Characterisation of the Young Onset Colorectal Cancer tumour microenvironment | Ryan Hutchinson

The application of tissue-based biomarker assays and state of the art computational pathology approaches to generate additional insights into young onset colorectal cancer.

Post-doctoral Fellow, Colorectal Oncogenomics Group
Department of Clinical Pathology
University of Melbourne Centre for Cancer Research 

The incidence of young onset colorectal cancer (YOCRC) is rising globally, including here in Australia and is projected to increase by >140% by 2030. The aetiology of YOCRC is currently unknown, with family history and hereditary conditions accounting for ~30% of YOCRCs. These patients often have a poor prognosis due to the fact that tumours are at advanced stages of tumour progression.

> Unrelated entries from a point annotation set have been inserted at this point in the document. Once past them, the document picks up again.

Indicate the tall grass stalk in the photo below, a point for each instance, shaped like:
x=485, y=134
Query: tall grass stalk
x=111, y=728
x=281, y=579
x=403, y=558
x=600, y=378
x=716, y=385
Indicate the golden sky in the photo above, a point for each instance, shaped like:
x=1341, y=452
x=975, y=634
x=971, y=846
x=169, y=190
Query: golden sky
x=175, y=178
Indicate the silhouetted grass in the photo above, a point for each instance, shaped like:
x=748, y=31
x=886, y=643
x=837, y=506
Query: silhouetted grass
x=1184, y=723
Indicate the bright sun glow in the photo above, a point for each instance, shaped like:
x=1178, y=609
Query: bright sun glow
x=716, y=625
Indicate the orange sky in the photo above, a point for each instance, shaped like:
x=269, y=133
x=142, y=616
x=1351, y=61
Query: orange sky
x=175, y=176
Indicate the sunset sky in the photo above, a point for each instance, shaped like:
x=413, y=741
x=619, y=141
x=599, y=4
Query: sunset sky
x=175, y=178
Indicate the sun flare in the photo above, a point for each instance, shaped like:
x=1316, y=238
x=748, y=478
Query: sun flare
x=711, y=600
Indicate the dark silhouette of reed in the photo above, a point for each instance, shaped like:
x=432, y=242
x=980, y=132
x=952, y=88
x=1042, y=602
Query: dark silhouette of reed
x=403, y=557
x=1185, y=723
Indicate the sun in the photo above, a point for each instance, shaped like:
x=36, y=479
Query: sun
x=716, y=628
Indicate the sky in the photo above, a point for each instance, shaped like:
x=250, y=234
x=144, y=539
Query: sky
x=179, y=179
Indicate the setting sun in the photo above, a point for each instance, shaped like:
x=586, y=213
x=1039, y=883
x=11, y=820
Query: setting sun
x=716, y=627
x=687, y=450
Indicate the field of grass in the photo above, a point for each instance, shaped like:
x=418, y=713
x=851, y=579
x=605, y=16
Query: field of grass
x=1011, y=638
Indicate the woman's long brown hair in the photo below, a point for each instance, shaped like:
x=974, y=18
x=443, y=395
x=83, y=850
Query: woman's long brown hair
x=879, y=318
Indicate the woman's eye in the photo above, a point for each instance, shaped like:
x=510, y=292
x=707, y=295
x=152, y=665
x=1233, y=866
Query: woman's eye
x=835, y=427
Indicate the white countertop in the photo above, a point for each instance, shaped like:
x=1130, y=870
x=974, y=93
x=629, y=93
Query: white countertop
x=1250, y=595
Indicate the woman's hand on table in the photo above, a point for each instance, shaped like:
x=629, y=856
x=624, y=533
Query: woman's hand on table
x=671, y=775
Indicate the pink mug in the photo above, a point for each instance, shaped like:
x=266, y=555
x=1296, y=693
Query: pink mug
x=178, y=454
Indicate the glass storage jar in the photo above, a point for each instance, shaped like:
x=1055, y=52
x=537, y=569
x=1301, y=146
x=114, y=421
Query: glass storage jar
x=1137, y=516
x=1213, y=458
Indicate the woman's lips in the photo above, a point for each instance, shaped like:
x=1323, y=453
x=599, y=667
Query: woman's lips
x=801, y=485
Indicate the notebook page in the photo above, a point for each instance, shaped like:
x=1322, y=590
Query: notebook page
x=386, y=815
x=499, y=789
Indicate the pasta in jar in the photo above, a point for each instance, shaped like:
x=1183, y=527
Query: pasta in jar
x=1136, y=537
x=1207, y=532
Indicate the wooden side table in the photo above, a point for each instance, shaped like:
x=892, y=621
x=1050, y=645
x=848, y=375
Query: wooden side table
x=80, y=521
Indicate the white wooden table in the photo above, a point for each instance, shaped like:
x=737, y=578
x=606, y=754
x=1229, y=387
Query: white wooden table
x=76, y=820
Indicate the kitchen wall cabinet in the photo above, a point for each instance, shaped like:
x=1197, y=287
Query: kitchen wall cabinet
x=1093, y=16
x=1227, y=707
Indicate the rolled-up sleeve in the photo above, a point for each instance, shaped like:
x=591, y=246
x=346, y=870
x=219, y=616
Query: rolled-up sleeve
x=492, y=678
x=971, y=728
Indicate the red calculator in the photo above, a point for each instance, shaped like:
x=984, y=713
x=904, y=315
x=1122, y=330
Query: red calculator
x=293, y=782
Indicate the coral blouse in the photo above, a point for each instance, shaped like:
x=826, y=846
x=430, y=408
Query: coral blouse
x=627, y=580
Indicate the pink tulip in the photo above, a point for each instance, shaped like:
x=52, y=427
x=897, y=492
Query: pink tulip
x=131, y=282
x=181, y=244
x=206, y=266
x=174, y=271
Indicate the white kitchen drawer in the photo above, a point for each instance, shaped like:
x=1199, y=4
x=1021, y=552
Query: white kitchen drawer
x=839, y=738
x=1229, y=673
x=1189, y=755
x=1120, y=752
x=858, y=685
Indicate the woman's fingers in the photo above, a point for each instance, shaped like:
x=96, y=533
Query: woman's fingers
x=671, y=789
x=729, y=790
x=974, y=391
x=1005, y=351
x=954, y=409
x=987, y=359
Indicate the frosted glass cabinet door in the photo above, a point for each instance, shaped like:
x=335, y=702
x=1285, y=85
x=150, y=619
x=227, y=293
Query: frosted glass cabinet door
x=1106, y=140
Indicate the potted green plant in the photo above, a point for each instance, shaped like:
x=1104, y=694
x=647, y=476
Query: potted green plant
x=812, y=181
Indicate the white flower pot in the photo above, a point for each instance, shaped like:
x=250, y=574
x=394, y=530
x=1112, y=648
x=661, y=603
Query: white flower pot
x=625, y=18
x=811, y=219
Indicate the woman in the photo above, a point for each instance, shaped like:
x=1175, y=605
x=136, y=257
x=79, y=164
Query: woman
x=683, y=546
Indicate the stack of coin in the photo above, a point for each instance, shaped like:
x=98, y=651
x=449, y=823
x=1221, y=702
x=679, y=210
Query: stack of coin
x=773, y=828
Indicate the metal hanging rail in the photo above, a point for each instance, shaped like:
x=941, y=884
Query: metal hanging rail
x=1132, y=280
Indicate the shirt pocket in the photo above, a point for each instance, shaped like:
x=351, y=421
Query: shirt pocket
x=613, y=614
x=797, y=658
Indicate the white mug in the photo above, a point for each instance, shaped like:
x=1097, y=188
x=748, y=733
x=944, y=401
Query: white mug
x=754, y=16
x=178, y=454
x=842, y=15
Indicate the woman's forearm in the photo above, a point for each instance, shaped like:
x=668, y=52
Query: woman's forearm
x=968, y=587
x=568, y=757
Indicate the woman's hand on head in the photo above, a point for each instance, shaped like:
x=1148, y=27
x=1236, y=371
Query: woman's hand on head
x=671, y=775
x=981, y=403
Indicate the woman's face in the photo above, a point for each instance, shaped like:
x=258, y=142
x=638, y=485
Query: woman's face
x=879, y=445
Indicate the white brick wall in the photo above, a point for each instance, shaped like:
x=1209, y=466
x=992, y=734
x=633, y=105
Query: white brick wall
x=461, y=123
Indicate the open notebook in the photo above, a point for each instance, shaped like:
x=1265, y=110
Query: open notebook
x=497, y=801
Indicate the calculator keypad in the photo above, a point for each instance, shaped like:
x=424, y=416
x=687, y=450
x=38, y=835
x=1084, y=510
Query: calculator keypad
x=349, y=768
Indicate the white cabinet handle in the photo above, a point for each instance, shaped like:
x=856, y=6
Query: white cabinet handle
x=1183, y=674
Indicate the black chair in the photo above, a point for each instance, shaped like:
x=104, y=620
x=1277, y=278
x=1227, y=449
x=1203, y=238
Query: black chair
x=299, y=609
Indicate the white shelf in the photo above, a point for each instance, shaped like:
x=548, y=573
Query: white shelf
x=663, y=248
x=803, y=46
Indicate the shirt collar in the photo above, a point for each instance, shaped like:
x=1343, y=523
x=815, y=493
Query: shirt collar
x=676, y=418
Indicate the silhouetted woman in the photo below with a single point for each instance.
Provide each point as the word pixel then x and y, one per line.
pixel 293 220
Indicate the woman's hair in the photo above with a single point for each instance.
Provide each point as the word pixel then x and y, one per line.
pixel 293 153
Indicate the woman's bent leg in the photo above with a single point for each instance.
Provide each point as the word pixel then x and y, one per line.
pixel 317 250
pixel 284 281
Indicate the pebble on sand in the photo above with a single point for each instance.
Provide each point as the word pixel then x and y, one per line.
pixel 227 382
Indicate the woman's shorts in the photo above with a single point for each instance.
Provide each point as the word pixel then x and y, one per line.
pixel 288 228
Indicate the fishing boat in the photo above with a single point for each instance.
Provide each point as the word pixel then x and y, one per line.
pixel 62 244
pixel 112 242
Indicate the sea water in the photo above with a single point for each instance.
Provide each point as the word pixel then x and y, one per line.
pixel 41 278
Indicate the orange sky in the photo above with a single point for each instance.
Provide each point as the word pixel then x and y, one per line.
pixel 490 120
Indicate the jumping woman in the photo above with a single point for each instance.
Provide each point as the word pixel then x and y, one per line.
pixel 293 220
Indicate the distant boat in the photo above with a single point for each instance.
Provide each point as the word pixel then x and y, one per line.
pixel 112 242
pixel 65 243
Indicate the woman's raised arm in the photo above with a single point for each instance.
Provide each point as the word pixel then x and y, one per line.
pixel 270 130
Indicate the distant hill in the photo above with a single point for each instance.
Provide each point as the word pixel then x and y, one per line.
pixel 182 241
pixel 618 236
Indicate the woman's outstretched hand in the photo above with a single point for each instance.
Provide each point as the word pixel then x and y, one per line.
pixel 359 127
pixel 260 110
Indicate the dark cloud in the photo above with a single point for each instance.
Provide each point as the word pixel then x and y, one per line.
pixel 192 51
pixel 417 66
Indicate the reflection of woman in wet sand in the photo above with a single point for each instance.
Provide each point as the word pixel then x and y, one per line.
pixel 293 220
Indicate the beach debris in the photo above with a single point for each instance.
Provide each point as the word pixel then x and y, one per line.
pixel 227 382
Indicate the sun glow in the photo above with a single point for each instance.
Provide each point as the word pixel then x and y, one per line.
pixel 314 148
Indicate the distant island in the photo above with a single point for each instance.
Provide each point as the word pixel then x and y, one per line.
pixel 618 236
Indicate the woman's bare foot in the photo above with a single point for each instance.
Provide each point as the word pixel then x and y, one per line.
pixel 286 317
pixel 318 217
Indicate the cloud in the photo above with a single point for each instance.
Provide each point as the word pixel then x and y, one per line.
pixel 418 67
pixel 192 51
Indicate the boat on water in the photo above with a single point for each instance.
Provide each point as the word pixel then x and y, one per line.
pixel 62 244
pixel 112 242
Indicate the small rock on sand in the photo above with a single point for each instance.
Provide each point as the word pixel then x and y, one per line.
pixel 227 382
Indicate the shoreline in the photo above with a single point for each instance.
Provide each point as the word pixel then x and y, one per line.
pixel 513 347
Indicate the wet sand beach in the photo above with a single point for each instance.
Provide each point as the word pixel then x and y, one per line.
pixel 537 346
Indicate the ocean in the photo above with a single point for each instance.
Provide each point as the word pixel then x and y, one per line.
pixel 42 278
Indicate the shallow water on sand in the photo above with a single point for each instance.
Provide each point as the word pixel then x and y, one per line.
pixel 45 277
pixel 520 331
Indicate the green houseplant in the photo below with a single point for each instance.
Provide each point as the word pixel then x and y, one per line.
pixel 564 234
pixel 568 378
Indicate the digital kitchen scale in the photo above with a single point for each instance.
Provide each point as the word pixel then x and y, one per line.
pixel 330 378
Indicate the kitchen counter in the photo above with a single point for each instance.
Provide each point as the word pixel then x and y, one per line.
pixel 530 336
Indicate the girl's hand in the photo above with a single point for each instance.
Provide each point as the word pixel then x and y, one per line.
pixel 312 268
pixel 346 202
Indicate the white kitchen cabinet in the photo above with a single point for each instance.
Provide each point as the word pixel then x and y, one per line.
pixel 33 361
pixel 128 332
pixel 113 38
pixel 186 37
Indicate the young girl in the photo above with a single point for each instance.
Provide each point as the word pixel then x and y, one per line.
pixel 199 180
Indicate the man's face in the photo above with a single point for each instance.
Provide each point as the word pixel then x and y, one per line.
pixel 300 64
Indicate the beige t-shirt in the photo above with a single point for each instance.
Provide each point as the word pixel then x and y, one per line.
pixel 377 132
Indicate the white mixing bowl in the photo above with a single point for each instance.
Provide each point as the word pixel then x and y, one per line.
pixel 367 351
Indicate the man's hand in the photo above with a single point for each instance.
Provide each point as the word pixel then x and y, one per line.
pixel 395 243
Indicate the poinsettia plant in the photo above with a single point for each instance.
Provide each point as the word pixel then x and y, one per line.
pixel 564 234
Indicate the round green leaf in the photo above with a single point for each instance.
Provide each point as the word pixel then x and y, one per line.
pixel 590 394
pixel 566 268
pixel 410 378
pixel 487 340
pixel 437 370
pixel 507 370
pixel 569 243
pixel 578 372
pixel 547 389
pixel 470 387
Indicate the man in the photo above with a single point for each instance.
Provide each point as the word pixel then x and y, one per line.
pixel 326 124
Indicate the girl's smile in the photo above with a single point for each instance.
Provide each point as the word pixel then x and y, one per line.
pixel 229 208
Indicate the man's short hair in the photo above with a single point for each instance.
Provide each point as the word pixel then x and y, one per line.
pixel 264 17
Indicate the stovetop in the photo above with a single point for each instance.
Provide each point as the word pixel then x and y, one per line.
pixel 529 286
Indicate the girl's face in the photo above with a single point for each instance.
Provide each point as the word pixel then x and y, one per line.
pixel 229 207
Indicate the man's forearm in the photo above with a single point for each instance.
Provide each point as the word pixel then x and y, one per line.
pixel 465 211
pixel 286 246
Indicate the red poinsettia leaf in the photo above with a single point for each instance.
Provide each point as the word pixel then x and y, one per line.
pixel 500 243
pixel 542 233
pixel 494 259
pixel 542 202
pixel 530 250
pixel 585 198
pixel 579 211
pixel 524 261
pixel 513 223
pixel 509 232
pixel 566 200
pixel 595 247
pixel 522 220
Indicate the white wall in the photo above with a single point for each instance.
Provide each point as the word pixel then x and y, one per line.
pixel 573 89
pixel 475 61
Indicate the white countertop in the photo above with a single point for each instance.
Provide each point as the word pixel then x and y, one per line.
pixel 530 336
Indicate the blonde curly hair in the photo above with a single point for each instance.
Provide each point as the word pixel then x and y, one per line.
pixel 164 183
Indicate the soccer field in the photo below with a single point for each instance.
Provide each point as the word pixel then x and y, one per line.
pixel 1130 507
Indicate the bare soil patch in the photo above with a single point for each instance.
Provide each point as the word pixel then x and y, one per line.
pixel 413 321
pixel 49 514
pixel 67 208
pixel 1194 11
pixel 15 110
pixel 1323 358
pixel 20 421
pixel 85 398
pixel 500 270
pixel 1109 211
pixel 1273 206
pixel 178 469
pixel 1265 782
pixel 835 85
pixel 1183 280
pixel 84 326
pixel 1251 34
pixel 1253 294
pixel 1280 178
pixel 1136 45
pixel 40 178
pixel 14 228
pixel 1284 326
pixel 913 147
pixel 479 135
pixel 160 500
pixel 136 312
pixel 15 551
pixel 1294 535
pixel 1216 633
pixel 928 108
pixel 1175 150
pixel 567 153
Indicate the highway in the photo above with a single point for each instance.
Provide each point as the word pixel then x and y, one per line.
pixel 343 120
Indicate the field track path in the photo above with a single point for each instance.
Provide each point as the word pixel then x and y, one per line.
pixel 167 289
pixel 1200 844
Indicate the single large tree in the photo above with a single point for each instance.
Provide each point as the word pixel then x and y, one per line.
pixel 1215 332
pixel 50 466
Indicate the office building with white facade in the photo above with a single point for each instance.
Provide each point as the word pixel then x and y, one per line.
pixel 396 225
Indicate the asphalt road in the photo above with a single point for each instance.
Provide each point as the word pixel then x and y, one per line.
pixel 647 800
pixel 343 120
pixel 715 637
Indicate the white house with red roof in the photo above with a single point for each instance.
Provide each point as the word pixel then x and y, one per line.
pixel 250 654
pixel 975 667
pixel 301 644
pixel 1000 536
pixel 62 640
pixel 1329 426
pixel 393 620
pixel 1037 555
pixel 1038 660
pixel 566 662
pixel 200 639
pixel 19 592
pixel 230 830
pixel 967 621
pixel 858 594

The tumour microenvironment is highly heterogeneous and involves a complex interplay between malignant, immune and stromal cells, which has been shown to be intimately involved in each phase of carcinogenesis and is associated with clinical outcome.

With this in mind, we developed and validated a panel of biomarkers to characterise the tumour microenvironment alongside companion computational pathology approaches to automatically quantify immune cell densities and generate spatially resolved tissue-based signatures. We assessed the quantitative and descriptive insights generated from these approaches with clinicopathological characteristics.

Ryan Hutchinson is a post-doctoral fellow within the Colorectal Oncogenomics Group under the supervision of Associate Professor Daniel Buchanan. Ryan moved to Melbourne in late 2014 and completed a post-doctoral fellowship within the Centre for Translational Pathology with Professor Paul Waring. In 2017 he joined Dorevitch Pathology as Head of Digital Pathology.

Ryan joined the Colorectal Oncogenomics Group in 2019. Ryan’s research focuses on the tumour microenvironment (TiME) in CRC, to do so, he develops and applies tissue-based single and multiplexed biomarker assays with companion computational pathology approaches to unravel complex patterns within the TiME and correlates this high dimensional data with clinical outcome, molecular and histopathological data.